Journey South
Having spent two of the past three days driving the length of the New Jersey Turnpike, you might think I’d have no recent nature literature experience to blog about. But my bedraggled family paused on our southbound Sunday journey at milepost 30.2 for as much refreshment as tea and Cinnabons could offer. I must have felt revived on the way out, because I noticed a framed poem that had escaped me as we entered. It read in part--
Beat! beat! drums!—Blow! bugles! blow!
Over the traffic of cities—over the rumble of wheels in the streets:
Are beds prepared for sleepers at night in the houses? No sleepers must sleep in those beds;
No bargainers’ bargains by day—no brokers or speculators—Would they continue?
Would the talkers be talking? would the singer attempt to sing?
Would the lawyer rise in the court to state his case before the judge?
Then rattle quicker, heavier drums—you bugles wilder blow.
Imagine my surprise at finding a poem from Leaves of Grass on the wall of a highway rest stop.
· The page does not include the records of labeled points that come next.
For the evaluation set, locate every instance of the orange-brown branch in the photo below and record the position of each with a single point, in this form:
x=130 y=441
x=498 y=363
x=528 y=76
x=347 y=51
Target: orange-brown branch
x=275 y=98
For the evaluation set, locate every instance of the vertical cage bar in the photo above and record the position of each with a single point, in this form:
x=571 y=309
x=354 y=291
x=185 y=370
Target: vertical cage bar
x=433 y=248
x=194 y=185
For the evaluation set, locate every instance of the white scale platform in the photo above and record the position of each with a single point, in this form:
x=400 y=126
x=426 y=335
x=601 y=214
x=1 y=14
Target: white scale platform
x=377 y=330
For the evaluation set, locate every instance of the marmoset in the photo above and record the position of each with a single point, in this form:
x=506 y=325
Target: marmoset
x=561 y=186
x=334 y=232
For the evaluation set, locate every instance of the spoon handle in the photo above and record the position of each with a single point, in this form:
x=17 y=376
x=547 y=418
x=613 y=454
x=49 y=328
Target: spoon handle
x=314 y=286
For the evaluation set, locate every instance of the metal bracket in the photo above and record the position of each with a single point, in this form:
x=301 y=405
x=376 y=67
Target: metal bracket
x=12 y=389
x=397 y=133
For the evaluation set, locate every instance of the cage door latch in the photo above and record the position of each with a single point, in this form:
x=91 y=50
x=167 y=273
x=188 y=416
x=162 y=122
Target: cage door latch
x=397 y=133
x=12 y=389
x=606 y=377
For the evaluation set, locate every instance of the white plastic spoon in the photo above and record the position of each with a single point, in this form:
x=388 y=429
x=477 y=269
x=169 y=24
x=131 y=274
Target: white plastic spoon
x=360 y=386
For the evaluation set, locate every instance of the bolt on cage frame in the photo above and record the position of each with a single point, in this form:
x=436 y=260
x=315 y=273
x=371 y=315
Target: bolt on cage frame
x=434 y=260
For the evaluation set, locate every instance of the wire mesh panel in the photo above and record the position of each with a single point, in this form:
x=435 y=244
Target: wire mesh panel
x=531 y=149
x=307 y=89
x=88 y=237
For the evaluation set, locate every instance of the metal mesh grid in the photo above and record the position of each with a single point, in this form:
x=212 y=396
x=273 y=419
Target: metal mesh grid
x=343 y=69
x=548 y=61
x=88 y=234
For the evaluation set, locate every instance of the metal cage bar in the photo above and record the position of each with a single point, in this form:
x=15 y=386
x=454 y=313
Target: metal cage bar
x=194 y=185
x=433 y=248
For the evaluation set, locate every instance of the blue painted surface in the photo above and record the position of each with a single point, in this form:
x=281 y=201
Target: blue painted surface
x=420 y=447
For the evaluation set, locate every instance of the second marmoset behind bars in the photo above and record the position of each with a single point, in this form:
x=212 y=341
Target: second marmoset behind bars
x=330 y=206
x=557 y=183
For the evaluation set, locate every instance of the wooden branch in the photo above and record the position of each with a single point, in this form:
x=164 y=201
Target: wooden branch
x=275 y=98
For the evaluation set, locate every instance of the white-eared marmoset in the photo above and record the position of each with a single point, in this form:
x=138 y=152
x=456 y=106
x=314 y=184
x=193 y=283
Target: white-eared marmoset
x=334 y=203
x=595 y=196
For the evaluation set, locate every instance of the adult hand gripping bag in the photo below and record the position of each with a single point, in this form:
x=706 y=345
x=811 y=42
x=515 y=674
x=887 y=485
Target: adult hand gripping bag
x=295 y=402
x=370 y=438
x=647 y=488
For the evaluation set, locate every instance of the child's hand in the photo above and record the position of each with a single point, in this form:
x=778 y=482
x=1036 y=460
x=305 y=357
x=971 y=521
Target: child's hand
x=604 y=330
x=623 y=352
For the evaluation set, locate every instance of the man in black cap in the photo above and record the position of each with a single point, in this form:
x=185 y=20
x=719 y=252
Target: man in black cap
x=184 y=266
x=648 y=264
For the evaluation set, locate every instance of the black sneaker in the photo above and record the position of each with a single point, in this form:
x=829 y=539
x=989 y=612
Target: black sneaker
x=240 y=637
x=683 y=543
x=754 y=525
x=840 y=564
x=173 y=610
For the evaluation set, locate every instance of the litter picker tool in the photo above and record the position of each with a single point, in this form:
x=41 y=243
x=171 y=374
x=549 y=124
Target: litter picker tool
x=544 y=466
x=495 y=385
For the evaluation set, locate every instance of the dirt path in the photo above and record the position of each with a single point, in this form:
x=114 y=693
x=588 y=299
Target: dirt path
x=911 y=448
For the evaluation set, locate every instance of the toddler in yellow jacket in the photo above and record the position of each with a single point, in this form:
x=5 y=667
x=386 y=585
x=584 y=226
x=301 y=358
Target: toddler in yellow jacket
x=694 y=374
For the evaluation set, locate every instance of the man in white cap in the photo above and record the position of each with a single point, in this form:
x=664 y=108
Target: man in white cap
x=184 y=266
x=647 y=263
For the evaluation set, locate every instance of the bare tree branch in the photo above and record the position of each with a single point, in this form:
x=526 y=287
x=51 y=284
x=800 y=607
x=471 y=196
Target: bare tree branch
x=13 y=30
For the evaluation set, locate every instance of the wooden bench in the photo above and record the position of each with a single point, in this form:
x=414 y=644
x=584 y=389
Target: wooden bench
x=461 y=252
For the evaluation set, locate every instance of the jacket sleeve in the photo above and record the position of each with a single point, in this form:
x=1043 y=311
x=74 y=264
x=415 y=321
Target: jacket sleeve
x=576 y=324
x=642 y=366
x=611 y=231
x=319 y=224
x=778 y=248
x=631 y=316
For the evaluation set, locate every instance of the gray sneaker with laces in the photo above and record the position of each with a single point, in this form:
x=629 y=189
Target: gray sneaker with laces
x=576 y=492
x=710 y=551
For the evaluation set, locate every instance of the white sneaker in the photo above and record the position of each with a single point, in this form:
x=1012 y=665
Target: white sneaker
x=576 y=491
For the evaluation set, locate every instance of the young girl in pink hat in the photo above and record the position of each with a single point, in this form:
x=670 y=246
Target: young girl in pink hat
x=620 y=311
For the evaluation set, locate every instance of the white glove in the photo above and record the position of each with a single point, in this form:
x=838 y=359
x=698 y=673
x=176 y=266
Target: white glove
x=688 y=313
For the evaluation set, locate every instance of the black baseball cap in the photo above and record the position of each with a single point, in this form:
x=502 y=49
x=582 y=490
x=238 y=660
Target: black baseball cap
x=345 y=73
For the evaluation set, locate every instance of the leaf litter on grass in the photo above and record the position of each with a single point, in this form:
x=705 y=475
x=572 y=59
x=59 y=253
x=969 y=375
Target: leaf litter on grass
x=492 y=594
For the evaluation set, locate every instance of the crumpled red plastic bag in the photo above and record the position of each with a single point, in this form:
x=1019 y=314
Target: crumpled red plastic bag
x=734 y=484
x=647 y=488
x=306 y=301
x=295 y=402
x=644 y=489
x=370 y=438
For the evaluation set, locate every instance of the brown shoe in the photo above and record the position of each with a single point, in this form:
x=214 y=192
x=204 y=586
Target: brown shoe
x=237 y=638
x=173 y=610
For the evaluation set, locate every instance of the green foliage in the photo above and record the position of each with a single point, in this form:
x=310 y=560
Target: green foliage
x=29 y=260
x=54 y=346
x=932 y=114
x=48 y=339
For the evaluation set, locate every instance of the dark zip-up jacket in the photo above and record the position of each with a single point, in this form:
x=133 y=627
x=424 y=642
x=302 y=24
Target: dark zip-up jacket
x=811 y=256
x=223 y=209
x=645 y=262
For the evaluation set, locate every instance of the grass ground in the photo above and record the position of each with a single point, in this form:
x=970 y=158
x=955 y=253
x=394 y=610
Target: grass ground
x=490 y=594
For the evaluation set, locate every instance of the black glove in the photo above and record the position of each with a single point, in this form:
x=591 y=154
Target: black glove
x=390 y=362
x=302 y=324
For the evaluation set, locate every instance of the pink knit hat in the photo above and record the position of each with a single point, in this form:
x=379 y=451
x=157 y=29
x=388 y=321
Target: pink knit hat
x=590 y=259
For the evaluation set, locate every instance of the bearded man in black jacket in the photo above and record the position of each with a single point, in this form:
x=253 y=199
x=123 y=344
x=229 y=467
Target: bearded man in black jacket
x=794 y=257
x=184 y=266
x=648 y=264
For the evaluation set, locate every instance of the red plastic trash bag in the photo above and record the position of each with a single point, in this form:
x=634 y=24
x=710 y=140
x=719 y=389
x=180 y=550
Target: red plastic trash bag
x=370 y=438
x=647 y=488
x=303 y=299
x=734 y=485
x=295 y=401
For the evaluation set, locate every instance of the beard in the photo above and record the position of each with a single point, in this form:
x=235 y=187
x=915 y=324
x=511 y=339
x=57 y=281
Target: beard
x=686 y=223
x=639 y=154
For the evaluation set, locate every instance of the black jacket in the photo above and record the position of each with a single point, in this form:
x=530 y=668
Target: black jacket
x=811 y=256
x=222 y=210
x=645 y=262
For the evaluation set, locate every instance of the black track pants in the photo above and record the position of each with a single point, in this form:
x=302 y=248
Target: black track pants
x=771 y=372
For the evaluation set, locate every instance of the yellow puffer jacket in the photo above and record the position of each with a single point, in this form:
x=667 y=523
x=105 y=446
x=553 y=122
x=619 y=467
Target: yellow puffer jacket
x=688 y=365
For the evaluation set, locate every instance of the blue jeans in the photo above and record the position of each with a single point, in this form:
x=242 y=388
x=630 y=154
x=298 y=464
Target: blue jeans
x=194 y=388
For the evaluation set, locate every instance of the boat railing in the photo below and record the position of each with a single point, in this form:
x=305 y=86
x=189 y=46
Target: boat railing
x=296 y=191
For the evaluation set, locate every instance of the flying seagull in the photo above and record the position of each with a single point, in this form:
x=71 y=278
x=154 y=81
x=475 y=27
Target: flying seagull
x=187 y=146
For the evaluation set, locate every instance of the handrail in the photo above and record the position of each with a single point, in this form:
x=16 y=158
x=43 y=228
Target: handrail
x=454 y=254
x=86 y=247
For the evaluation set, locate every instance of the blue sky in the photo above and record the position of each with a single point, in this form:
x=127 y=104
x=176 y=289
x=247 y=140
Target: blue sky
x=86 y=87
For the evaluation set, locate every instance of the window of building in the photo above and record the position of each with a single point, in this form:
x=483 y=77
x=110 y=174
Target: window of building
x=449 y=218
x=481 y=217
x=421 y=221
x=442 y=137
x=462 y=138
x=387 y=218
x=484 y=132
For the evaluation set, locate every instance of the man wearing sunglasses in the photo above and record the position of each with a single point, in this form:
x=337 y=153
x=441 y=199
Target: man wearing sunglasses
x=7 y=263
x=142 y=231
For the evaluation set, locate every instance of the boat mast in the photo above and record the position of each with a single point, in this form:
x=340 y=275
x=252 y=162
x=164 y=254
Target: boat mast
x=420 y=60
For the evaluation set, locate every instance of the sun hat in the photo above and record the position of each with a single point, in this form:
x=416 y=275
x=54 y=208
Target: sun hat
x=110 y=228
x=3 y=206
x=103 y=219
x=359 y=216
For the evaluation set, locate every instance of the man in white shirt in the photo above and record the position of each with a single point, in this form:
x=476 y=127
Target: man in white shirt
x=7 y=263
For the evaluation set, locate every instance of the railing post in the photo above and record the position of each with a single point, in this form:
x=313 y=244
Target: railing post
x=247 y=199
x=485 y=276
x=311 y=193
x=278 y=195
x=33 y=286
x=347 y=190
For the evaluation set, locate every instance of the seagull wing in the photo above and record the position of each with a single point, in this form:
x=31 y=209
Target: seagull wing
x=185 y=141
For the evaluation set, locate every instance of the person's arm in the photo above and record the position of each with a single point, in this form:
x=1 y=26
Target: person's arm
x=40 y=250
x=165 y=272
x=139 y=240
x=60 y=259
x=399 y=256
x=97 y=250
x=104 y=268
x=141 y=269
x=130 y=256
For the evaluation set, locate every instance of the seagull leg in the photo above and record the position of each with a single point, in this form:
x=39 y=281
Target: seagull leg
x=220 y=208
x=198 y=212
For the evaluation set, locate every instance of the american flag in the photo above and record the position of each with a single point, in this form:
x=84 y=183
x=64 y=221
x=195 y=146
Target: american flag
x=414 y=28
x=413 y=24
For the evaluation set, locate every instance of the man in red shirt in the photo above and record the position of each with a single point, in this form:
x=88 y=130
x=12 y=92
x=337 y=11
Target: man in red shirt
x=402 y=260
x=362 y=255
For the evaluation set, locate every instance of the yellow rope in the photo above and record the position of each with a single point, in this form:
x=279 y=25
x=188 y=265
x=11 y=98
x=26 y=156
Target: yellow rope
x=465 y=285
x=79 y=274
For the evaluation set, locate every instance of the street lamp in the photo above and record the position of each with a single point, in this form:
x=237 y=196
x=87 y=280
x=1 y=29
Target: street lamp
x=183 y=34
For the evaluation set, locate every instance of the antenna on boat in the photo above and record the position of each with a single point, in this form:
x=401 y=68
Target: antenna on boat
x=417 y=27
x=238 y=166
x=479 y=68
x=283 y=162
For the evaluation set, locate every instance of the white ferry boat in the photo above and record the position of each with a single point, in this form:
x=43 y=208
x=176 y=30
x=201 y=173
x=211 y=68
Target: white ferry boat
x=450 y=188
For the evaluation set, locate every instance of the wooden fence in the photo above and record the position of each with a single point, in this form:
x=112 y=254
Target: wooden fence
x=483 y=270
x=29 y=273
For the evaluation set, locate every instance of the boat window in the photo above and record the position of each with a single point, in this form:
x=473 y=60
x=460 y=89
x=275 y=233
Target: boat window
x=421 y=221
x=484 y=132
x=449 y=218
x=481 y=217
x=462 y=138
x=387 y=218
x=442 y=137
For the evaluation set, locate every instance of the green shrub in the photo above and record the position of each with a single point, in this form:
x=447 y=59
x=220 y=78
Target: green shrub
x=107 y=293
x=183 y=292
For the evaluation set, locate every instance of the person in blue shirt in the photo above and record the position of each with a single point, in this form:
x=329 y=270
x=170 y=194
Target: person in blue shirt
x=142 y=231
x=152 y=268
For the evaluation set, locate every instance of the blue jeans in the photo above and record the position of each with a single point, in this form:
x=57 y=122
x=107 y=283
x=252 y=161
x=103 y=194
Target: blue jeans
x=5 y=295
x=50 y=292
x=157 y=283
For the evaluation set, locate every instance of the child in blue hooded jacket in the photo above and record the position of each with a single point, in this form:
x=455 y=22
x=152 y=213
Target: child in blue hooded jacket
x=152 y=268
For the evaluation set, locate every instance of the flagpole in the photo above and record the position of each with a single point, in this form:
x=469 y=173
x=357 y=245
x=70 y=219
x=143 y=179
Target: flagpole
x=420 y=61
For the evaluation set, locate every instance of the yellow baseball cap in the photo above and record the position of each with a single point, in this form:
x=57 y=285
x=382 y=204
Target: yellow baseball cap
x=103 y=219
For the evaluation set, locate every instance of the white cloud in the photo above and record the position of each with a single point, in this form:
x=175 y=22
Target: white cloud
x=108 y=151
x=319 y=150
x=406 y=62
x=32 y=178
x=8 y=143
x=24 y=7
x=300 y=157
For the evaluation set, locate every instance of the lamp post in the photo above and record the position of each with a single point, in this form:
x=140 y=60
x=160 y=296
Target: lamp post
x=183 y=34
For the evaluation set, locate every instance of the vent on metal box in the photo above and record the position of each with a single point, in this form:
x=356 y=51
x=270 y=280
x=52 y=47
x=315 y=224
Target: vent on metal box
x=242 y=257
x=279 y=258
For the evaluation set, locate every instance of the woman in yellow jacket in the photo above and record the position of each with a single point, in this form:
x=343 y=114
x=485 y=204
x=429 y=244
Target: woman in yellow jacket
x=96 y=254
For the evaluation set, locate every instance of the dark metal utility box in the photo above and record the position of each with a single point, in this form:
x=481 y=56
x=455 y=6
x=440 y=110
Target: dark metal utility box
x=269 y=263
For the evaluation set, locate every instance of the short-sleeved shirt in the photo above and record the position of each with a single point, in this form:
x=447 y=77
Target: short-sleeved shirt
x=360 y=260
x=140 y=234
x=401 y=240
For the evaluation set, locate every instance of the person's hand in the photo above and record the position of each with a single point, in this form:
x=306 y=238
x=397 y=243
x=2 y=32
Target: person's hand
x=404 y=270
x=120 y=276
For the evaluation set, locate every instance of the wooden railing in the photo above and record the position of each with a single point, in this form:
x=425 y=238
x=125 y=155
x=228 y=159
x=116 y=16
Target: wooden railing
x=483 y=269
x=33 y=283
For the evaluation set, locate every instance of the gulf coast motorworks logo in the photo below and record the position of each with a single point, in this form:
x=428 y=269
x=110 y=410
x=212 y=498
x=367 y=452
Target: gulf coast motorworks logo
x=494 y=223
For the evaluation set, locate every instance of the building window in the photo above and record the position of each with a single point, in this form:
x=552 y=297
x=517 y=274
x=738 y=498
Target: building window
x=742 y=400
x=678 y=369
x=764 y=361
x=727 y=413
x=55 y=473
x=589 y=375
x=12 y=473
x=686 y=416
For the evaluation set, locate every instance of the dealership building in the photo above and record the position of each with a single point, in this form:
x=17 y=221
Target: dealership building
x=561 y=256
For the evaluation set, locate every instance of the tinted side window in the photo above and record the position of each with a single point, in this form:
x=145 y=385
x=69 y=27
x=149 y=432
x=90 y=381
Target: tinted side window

Fortuitously, we’d stopped at the Walt Whitman Service Area. Why the highway authority felt so inspired as to dedicate a rest stop to Whitman I cannot suppose. Why choose Beat! Beat! Drums? And how would Walt have felt about it?
According to the Turnpike website, 650,000 cars travel that road daily. Though only a small fraction stops at the Whitman area, I trust that at least a few of the travelers glimpse the poem. Meant as a rallying cry for northerners at the Civil War’s outset, maybe some will hear the drum beat as a call to action needed for our times. And I hope this small literary gesture will inspire other highway rest stop designers to add a poetic moment to their prosaic establishments. It certainly lifted my spirits as our wheels rumbled the last miles home.